PEOPLE COULD find their liberties severely curtailed if EU plans on harmonising security measures, including the collection and…

PEOPLE COULD find their liberties severely curtailed if EU plans on harmonising security measures, including the collection and storage of personal data, go ahead, according to a leading civil rights expert.

Tony Bunyan, director of human rights organisation Statewatch and author of books on policing and human rights in Europe, was speaking in Dublin at the weekend at a meeting organised by the Irish Council for Civil Liberties.

He pointed out the EU is developing a new five-year strategy for justice, home affairs and security policy for 2009-2014. “The proposals set out by the shadowy ‘Future Group’ include a range of controversial measures including techniques and technologies of surveillance and enhanced co-operation with the United States,” he said. “[These] require unfettered powers to access and gather masses of personal data on the everyday life of everyone so that we can all be safe and secure from perceived ‘threats’. But how are we to be safe from the State itself, from its uses and abuses of the data they hold on us?”
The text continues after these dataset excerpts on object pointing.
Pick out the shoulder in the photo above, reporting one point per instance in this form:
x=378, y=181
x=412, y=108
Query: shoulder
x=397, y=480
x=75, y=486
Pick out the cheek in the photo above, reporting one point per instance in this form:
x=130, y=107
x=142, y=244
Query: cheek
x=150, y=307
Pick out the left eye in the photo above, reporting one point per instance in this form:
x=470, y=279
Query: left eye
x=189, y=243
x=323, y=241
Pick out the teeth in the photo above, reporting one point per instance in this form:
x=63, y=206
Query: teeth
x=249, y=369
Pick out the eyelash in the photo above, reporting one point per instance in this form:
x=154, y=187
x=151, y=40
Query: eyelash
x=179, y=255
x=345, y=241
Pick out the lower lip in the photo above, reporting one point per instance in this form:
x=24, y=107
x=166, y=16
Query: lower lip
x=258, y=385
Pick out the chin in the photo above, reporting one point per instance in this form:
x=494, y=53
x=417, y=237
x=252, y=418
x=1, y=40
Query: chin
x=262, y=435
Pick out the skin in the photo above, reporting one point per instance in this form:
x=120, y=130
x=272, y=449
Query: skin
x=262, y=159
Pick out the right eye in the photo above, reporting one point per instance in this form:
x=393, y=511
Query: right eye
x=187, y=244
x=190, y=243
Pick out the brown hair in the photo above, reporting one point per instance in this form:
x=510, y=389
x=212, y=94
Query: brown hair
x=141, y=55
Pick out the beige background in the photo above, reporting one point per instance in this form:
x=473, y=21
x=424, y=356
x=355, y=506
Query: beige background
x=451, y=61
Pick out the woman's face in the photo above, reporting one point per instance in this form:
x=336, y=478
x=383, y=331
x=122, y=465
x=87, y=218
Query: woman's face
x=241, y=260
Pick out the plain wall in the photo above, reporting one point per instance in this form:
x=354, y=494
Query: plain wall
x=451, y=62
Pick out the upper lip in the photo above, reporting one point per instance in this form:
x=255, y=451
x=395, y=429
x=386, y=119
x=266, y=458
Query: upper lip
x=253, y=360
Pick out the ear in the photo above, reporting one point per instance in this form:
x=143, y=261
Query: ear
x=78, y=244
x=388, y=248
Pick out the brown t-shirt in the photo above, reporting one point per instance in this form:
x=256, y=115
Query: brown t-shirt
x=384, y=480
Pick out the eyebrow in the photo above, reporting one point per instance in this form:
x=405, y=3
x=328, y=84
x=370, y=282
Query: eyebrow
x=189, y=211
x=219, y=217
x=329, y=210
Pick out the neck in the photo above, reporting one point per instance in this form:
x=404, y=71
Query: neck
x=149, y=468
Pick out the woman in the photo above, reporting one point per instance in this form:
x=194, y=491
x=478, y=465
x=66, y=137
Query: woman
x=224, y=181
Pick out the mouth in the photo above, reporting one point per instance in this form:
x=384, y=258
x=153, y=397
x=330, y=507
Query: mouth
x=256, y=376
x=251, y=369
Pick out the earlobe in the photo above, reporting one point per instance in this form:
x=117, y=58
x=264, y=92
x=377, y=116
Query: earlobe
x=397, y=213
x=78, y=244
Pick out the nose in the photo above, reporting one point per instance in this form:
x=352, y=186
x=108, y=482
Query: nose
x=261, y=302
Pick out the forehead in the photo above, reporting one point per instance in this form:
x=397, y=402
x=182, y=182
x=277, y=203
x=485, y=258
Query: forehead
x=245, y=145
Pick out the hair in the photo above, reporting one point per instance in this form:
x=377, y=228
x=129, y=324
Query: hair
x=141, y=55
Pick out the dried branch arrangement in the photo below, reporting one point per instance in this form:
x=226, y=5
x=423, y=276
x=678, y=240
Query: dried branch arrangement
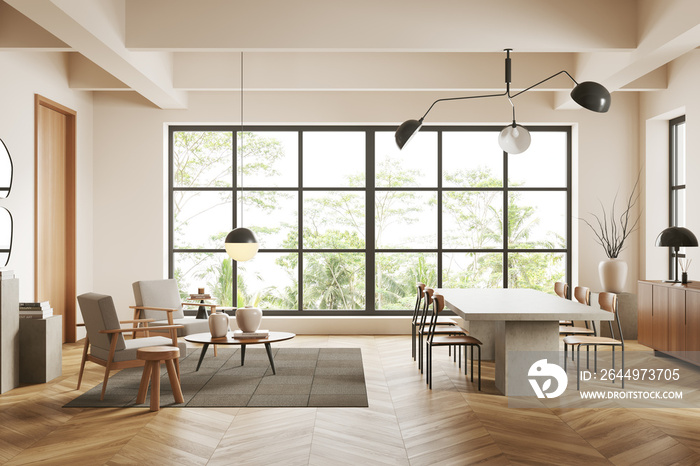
x=685, y=264
x=611, y=230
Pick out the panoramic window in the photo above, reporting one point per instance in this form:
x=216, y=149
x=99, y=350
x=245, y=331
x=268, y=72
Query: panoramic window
x=348, y=223
x=676, y=184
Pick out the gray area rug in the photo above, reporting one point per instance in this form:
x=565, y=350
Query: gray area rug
x=314, y=377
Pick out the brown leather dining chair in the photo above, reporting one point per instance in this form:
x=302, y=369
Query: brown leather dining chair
x=419, y=317
x=583, y=296
x=561, y=289
x=607, y=302
x=457, y=340
x=443, y=324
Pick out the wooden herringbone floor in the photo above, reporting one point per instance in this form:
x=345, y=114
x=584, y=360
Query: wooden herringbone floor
x=405, y=424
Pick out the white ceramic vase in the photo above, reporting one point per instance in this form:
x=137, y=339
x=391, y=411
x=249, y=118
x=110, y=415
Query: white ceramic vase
x=613, y=275
x=218, y=324
x=248, y=318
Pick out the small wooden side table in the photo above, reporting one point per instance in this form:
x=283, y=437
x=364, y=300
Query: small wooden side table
x=153, y=355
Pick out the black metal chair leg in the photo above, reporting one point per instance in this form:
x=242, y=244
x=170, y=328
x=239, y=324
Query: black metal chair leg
x=613, y=377
x=479, y=348
x=429, y=351
x=578, y=365
x=623, y=366
x=472, y=352
x=268, y=348
x=413, y=341
x=201, y=356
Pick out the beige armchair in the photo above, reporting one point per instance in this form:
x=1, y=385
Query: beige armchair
x=160, y=300
x=105, y=343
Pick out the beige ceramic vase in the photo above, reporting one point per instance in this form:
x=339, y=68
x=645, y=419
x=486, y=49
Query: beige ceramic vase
x=218, y=324
x=248, y=318
x=613, y=275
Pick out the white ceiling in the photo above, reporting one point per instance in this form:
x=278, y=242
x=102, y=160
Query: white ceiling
x=164, y=49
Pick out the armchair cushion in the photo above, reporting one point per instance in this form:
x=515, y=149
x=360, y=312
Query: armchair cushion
x=165, y=294
x=158, y=293
x=129, y=352
x=99, y=314
x=190, y=325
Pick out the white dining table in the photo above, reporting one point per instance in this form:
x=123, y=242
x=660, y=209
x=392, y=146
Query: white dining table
x=512, y=320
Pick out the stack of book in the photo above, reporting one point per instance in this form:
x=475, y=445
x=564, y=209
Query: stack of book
x=258, y=334
x=40, y=310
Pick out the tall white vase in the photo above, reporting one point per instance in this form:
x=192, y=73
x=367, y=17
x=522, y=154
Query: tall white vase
x=613, y=275
x=218, y=324
x=248, y=318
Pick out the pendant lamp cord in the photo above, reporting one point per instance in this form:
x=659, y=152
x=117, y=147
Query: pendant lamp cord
x=242, y=149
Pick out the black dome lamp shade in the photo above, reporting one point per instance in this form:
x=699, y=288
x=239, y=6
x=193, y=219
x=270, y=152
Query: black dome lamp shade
x=676, y=237
x=241, y=244
x=592, y=96
x=514, y=138
x=406, y=131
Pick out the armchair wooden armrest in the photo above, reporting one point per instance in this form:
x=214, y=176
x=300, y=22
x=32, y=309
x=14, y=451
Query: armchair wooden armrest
x=138, y=309
x=200, y=304
x=142, y=329
x=150, y=308
x=136, y=321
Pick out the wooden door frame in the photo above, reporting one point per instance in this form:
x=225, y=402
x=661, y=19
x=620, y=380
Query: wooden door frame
x=69, y=317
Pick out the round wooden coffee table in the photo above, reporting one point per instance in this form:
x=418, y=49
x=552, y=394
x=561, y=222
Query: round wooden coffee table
x=206, y=339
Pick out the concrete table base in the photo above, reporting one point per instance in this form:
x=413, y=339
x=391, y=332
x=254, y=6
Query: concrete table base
x=518, y=336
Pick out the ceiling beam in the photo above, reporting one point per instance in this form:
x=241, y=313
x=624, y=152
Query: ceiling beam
x=95, y=29
x=381, y=26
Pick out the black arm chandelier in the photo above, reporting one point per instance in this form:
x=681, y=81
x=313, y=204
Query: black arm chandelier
x=515, y=139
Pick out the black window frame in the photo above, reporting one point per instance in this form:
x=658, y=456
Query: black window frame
x=674, y=188
x=370, y=189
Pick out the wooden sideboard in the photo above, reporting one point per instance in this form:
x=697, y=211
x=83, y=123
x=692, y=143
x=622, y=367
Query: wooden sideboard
x=668, y=318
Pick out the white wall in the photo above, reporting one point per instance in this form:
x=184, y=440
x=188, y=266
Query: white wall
x=130, y=148
x=23, y=75
x=681, y=98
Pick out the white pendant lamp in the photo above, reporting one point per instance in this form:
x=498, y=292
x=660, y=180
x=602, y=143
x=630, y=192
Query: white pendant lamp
x=515, y=139
x=241, y=244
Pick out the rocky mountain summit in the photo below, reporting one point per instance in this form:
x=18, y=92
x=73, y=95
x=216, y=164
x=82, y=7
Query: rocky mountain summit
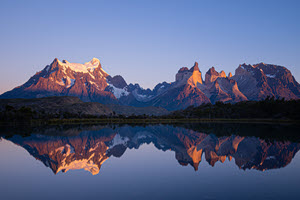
x=91, y=83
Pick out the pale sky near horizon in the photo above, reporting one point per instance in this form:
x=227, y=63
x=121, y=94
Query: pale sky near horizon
x=147, y=41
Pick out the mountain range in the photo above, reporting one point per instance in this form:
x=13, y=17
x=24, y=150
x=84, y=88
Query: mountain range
x=91, y=83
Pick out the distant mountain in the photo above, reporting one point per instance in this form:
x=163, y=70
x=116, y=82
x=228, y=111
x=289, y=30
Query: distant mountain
x=91, y=83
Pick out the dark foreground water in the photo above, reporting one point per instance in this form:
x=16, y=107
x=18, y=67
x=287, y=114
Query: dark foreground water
x=151, y=162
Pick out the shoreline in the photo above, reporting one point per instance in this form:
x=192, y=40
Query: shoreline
x=146, y=121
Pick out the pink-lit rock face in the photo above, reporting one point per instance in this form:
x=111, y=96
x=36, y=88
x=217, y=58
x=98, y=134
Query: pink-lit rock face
x=90, y=82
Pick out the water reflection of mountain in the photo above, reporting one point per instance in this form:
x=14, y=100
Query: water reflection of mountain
x=89, y=149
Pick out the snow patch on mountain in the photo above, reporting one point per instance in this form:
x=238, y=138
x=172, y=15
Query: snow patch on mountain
x=270, y=75
x=118, y=92
x=84, y=68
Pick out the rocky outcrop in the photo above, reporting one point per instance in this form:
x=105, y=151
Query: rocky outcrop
x=91, y=83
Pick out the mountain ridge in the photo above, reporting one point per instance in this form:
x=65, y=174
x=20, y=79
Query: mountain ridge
x=91, y=83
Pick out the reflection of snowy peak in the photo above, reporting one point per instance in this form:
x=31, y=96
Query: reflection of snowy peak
x=90, y=149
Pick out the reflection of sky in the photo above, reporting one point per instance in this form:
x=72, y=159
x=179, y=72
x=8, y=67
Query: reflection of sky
x=145, y=173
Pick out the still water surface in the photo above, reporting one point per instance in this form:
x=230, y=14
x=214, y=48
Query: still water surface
x=151, y=162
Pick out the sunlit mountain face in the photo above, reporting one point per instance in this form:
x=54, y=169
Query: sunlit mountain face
x=89, y=148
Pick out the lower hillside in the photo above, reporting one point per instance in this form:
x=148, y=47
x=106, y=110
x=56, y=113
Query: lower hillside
x=50, y=107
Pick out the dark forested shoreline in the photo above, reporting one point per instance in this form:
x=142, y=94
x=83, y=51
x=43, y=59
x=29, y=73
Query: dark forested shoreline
x=67, y=110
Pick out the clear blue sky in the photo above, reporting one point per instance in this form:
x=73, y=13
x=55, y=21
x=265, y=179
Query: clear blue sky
x=147, y=41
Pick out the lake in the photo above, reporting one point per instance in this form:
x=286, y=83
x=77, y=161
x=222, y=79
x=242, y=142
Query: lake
x=203, y=161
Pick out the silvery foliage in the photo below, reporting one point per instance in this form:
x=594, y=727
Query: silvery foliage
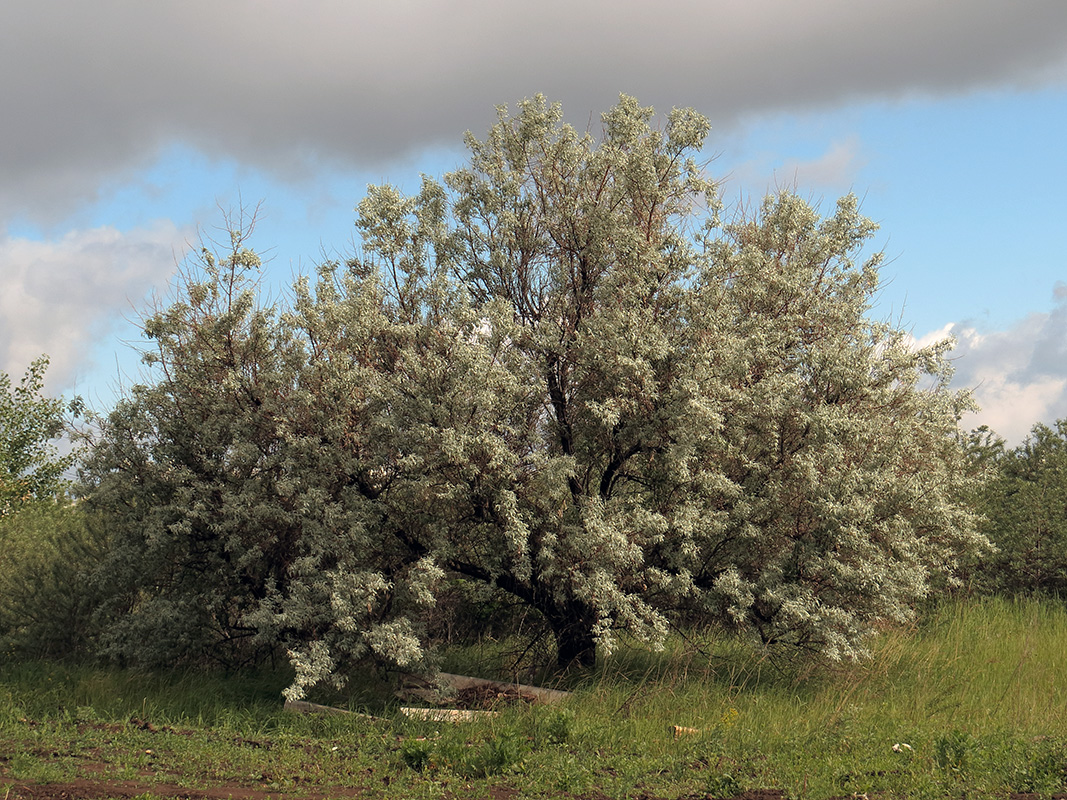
x=557, y=372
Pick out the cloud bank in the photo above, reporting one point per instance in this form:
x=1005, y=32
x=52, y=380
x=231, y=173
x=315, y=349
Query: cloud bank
x=1019, y=374
x=59, y=298
x=104, y=85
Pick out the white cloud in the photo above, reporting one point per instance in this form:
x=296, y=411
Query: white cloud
x=59, y=298
x=835, y=169
x=1018, y=374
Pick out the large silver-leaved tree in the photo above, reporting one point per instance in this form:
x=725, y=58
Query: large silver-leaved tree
x=559, y=373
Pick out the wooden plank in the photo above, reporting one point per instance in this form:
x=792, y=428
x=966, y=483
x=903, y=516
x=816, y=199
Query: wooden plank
x=445, y=715
x=541, y=696
x=300, y=706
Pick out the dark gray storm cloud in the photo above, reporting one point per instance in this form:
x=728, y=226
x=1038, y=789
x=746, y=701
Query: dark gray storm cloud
x=96, y=89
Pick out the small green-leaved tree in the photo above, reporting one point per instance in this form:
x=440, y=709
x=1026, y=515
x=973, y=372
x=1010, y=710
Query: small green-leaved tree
x=31, y=466
x=560, y=373
x=1024, y=506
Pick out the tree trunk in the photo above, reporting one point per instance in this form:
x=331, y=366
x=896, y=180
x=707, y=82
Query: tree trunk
x=575, y=645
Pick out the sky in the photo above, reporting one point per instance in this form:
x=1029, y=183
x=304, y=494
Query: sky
x=129, y=129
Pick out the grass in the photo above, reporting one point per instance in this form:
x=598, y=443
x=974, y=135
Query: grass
x=972, y=698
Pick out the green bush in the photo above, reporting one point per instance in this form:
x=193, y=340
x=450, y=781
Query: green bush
x=47, y=597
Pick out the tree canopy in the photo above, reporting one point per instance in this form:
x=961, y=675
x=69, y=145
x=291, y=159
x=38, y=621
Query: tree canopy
x=557, y=372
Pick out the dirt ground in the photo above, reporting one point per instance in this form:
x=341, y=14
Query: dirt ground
x=88, y=789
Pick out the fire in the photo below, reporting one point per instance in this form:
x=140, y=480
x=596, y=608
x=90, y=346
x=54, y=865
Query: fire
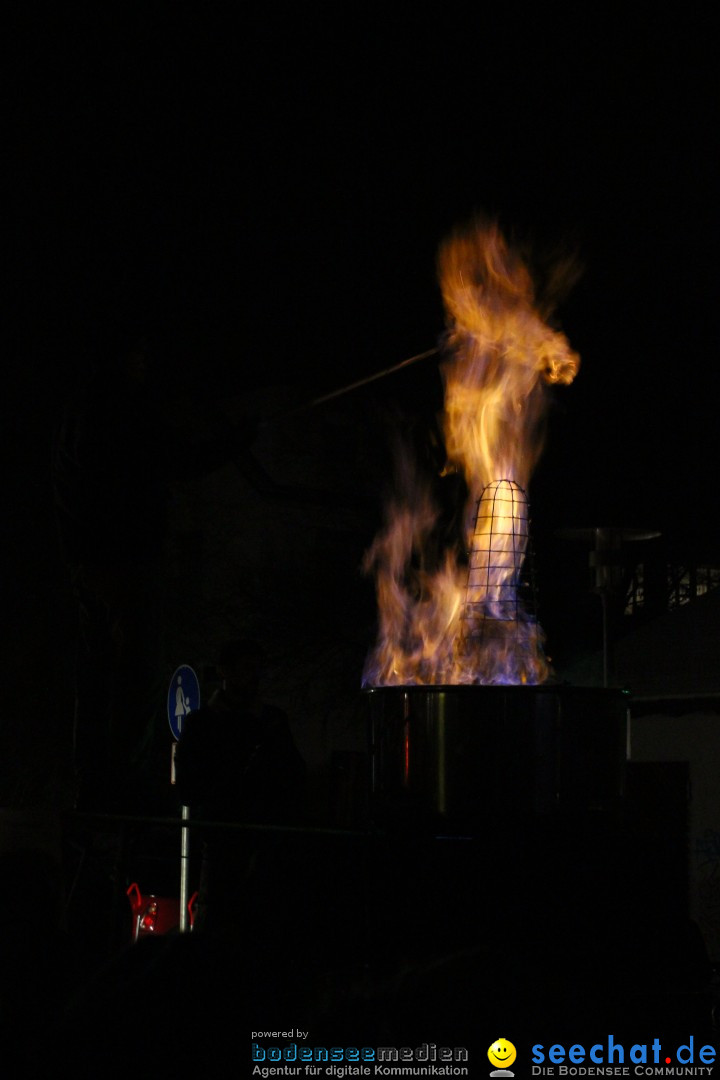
x=459, y=618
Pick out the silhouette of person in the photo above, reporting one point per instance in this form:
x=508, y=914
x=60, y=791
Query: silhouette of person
x=236, y=761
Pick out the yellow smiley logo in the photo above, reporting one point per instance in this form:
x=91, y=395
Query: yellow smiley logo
x=502, y=1053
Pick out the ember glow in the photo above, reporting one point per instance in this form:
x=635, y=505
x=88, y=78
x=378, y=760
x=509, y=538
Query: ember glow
x=460, y=618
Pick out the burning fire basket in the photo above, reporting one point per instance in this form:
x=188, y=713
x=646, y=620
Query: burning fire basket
x=473, y=758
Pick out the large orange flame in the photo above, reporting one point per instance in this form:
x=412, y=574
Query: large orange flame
x=460, y=619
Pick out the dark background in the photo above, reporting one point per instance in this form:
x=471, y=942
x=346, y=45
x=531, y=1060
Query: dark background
x=266, y=191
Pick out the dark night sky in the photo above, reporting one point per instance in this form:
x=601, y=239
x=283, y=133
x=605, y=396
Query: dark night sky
x=270, y=190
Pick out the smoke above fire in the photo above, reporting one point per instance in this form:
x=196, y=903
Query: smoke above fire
x=457, y=615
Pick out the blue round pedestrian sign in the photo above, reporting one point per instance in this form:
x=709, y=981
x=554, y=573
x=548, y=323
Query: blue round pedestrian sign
x=182, y=698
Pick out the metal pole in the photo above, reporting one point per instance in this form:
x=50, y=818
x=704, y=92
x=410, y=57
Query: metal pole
x=185, y=869
x=353, y=386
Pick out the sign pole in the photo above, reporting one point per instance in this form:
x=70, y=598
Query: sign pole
x=182, y=698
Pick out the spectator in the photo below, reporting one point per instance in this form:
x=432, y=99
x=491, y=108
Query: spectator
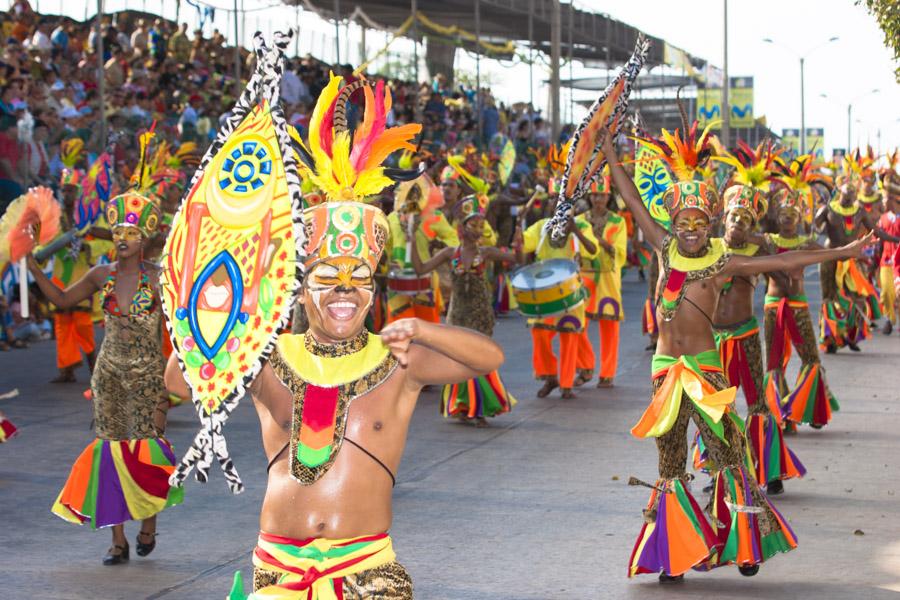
x=140, y=40
x=179, y=46
x=11, y=179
Mr Bunyan warned the EU plans involved harmonising laws at national level, and the removal of “obstacles”, like judicial authorisation to gather, access and transfer data. He cited a statement from the Portuguese council presidency of the EU that the development of technology meant every transaction made by an individual and much of their travel would create a digital record. The statement added this could be used by public security organisations and create huge opportunities for public security efforts.

READ MORE

“Soon we will have one card for everything,” he told The Irish Times. “We will have to supply fingerprints for passports and digital pictures, bank records will be on it, criminal records. It will be possible to add on health and social welfare records, to keep people’s travel history, to have pictures of people attending demonstrations. This will add up to a pretty big picture of your life.

“Then banks or multinational companies can come along and say they want your card to borrow money. When it all comes together you can stop people doing things. For example, the State can say a person can’t travel somewhere, and then their passport won’t work. We are approaching that futuristic scenario, when the State can put blocks on you.”

He agreed those seeking extended data-collection powers said those with nothing to hide had nothing to fear. “If they can hold all that information on us, why can’t we know who can access it, and for what purpose? They won’t give that information.”